11
AOU 09

L'espèce fabulatrice

Je profite d'une escale de quelques jours par ici pour partager une lecture de l'été :
L'espèce fabulatrice de Nancy Huston, publié chez Actes Sud dans la collection Un endroit où aller.
Cet essai philosophique est un bel endroit où aller… se poser, s'interroger, comprendre, voyager, réfléchir.
Aller se poser aux côtés de cette auteure, née au Canada et qui vit en France, romancière, essayiste et aussi musicienne.
Un endroit pour s'interroger sur « A quoi ça sert d'inventer des histoires, alors que la réalité est déjà tellement incroyable ? »
Pour comprendre comment « la narrativité s'est développée en notre espèce comme technique de survie » face à notre fragilité et notre besoin de Sens ; comment notre cerveau est un conteur inénarrable qui fait notre humanité.
Un livre pour voyager à travers les fictions et les croyances, primitives ou modernes, riches ou pauvres, belles ou brutales, familiales, tribales, religieuses ou politiques, qui donnent forme et sens à notre vie.
Pour réfléchir sur les fables intimes qui engendrent l'amour et sur les récits guerriers qui engendrent la mort.
Un essai, philosophique et poétique, pour rester le romancier du livre de sa vie.

Extraits choisis :

« Dans une espèce fabulatrice (la seule occupée à comprendre le lien entre sexualité et reproduction), c'est un peu blessant pour l'un des sexes de constater qu'il doit la vie à l'autre, que le féminin – insigne injustice ! – engendre du féminin et du masculin, et que, dans cette histoire si cruciale qu'est donner la vie, on a l'air de n'y être pour pas grand-chose.
D'où la nécessité d'affirmer haut et fort la paternité : par le tabou de la virginité, la punition des épouses infidèles, la transmission du patronyme, et ainsi de suite.

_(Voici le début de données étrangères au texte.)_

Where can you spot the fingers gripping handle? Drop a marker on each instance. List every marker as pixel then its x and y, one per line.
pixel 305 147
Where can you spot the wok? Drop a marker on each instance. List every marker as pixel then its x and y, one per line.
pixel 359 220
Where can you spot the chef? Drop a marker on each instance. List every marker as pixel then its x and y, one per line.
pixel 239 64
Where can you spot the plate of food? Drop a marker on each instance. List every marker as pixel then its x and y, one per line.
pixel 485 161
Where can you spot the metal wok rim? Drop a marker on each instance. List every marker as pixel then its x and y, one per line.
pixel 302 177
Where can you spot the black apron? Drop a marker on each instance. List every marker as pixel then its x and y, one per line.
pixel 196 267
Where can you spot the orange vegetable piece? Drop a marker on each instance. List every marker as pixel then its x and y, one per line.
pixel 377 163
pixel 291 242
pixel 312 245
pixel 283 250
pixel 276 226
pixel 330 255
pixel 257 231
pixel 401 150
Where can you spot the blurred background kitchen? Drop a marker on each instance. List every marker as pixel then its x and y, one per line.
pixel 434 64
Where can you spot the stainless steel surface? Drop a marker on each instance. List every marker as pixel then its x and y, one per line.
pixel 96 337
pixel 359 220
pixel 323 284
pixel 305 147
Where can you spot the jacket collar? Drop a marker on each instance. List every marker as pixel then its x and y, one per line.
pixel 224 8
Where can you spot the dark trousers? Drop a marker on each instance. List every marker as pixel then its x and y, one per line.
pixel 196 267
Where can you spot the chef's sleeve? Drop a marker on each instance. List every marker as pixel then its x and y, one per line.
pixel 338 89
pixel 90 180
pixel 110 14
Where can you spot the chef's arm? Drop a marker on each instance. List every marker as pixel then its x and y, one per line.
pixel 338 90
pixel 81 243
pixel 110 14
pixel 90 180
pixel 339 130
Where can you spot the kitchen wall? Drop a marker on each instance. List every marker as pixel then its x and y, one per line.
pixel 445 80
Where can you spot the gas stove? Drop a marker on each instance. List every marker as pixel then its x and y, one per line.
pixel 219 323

D'où, aussi, la fiction la plus répandue en matière de rapports entre les sexes : que l'homme "possède" la femme.
Soit ponctuellement (copulation), soit de façon permanente (mariage).
Le mariage est une réalité humaine c'est-à-dire une fiction, à laquelle notre espèce a décidé d'adhérer il y a des millénaires, car c'est elle s'est avérée utile à notre survie. Elle nous aide à déterminer, quand naissent des enfants, qui en est le père.
[…]
La famille nucléaire est l'une des grandes spécificités d'Homo sapiens. Au lieu de se battre constamment pour obtenir les faveurs des mêmes femelles, les mâles humains pouvaient revendiquer chacun les droits totaux sur une – et du coup, partir travailler ensemble, l'esprit tranquille. Cette collaboratrice exceptionnelle entre les mâles de notre espèce a engendré… la civilisation !
En d'autres termes, l'idée selon laquelle chaque homme était le propriétaire exclusif d'une femme, même si elle s'est trouvée démentie à d'innombrables reprises, a permis à l'humanité de faire de grands bonds en avant. Elle a bondi tellement en avant, l'humanité, qu'elle a réussi à bousiller la planète sur laquelle elle vit et se retrouve désormais en mesure de s'exterminer elle-même. »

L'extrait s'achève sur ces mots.